Но мне это плохо удавалось, ибо молодцы Гуковского, видевшие в раздувании этого пожара и в вынесении горящих головешек его наружу, какое то специфическое удовлетворение, трепали языками направо и налево, ища сочувствия среди своих "друзей - поставщиков", частью изгнанных мною, частью взятых мною, так сказать, в шоры, разжигая и в них недовольство мною и сожаление о добрых старых временах, когда решающим моментом была взятка. С другой стороны и наиболее ярые из моих сотрудников, как, например, неуравновешенный и неумный Седельников, тоже кричали налево и направо о подвигах Гуковского и его молодцов, стараясь склонить общественное мнение в мою пользу. Да и сам Гуковский жаловался и клеветал всем и каждому, несмотря на все мои просьбы к нему не выносить нашего домашнего сора из избы. Он отвечал мне драматическим тоном «благородного отца»:
note 88— Я не боюсь правды… я говорю только чистую правду… пусть все ее знают!…

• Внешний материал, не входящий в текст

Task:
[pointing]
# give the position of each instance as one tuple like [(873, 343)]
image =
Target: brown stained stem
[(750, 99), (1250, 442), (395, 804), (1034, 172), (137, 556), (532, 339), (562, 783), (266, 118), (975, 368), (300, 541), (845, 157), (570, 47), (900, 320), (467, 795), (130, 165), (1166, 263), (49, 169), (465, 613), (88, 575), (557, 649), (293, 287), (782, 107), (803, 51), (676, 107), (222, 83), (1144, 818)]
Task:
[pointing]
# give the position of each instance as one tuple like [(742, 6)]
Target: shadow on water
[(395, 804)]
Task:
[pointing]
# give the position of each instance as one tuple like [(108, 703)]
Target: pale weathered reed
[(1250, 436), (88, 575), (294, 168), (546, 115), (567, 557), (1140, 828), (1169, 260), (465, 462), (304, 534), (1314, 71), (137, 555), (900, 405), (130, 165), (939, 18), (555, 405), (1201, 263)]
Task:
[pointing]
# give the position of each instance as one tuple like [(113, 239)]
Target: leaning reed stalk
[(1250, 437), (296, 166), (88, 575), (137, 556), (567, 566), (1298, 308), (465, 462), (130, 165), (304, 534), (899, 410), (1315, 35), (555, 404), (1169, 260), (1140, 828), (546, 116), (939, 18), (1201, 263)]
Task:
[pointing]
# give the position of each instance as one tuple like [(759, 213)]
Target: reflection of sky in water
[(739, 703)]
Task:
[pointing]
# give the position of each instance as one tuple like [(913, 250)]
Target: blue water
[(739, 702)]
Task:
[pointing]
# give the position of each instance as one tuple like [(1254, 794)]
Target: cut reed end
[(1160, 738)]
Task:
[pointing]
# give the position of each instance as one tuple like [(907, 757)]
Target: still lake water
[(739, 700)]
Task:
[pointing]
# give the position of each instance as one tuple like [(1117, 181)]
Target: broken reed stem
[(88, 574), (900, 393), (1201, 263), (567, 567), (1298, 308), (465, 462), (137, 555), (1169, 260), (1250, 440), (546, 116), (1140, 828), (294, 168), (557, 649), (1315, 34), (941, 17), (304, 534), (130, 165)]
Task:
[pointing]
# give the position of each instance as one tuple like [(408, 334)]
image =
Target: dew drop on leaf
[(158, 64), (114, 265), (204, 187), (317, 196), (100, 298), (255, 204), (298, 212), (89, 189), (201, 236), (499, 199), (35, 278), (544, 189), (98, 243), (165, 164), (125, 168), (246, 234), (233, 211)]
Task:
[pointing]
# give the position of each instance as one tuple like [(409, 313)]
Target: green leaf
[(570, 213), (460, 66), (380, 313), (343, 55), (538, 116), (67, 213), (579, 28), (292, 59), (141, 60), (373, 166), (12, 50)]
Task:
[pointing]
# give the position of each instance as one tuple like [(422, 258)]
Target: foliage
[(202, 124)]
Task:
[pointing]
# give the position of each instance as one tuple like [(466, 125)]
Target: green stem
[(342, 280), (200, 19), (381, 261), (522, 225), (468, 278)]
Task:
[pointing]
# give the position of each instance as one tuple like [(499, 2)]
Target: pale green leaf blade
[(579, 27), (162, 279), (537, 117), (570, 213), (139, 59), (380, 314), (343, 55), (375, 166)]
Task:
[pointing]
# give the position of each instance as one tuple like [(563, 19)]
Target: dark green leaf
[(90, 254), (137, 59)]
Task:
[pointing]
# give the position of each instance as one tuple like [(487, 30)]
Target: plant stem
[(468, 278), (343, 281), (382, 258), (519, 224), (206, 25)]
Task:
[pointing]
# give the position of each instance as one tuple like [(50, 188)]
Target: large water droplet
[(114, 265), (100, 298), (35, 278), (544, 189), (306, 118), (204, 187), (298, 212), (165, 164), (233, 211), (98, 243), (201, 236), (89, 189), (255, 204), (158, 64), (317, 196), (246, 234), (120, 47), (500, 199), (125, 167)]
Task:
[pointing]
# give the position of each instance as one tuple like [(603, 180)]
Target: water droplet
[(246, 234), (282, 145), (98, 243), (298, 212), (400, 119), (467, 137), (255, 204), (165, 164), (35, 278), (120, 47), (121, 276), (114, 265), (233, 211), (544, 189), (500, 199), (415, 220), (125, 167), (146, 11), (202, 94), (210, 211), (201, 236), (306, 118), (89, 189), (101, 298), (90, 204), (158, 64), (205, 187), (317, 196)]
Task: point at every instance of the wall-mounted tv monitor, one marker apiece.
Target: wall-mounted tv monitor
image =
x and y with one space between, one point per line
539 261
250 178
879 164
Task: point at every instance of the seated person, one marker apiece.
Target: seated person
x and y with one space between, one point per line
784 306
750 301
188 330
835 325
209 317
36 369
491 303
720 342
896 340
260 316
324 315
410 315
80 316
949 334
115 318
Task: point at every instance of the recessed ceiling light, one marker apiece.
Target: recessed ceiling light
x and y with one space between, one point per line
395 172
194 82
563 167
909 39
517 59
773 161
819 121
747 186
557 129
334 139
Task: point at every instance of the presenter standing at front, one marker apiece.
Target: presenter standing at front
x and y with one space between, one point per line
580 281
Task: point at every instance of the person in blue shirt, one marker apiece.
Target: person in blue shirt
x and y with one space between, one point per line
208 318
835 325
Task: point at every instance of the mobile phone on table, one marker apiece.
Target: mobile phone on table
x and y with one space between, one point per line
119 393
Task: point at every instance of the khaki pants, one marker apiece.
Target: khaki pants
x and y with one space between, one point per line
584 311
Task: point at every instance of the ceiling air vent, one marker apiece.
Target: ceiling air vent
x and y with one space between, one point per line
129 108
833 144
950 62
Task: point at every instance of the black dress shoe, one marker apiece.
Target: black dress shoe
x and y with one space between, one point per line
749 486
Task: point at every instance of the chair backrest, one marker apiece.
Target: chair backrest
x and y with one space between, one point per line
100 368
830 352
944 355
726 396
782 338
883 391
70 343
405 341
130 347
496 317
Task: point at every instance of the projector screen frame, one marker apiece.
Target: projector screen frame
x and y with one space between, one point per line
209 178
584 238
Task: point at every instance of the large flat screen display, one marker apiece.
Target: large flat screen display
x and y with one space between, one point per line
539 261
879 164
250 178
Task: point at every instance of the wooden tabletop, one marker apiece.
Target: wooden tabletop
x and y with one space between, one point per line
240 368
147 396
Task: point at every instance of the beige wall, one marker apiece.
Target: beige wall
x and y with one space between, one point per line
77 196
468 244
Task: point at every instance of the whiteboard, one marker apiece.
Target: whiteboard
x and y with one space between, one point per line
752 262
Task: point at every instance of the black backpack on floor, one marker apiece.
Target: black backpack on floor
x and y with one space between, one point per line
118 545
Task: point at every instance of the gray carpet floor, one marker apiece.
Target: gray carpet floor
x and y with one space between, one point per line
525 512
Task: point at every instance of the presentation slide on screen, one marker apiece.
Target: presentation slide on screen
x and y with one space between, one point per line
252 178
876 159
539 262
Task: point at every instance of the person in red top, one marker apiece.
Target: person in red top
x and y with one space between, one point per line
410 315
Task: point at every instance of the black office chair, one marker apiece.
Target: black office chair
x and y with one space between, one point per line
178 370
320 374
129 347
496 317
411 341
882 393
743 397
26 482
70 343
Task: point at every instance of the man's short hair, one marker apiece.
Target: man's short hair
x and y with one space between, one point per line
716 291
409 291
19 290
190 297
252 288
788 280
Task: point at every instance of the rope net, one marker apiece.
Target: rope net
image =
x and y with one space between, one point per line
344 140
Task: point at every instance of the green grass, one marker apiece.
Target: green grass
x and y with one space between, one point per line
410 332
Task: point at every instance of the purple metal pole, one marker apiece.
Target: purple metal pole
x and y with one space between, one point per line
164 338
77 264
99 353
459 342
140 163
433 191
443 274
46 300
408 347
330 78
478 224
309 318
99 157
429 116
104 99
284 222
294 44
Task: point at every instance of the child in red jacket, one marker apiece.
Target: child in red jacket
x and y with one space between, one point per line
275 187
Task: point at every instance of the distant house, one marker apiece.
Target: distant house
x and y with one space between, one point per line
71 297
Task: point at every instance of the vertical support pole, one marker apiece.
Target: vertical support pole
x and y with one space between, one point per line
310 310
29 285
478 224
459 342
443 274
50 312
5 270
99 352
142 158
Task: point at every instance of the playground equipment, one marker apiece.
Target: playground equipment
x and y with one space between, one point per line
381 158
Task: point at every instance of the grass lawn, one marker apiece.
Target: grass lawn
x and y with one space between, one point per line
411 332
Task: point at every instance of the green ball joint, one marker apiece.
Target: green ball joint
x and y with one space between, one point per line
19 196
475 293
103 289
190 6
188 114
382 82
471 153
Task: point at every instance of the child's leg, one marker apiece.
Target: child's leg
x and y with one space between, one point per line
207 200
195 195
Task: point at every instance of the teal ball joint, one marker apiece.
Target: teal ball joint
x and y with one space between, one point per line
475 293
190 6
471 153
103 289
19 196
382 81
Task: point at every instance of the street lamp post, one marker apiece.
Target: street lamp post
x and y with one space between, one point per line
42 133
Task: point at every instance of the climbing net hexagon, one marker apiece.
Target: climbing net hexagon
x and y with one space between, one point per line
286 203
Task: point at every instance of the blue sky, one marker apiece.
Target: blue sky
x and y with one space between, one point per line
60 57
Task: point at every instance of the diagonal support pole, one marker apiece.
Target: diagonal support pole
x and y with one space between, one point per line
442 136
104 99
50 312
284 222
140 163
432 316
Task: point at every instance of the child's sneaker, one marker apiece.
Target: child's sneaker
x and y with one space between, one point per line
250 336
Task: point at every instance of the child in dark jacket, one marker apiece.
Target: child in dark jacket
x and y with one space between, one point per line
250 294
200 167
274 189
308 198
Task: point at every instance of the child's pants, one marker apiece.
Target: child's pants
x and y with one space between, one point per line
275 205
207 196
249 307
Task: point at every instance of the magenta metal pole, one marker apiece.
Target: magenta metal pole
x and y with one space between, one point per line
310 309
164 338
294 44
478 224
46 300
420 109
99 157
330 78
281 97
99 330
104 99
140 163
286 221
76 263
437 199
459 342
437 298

Приезд ревизионной комиссии с Якубовым во главе лишь увеличили это волнение и сумятицу, а следовательно и толки… Мои сотрудники, рядом со мной боровшиеся с "гуковщиной", видя, что положенные мною в основание моей политики принципы получили одобрение ревизоров Рабоче-Крестьянской Инспекции, не могли скрывать своего торжества и, если хотите, даже известного злорадства. И разделение и вражда становились все резче и резче и доходили до горячих словесных дуэлей, особенно разжигаемых честным, но совершенно ненормальным Седельниковым, группировавшим около себя моих сотрудников и старавшимся обратить на путь истинный и молодцов Гуковского, ведя среди них агитацию в мою пользу… Никакие мои просьбы умерить свой пыл на него не действовали.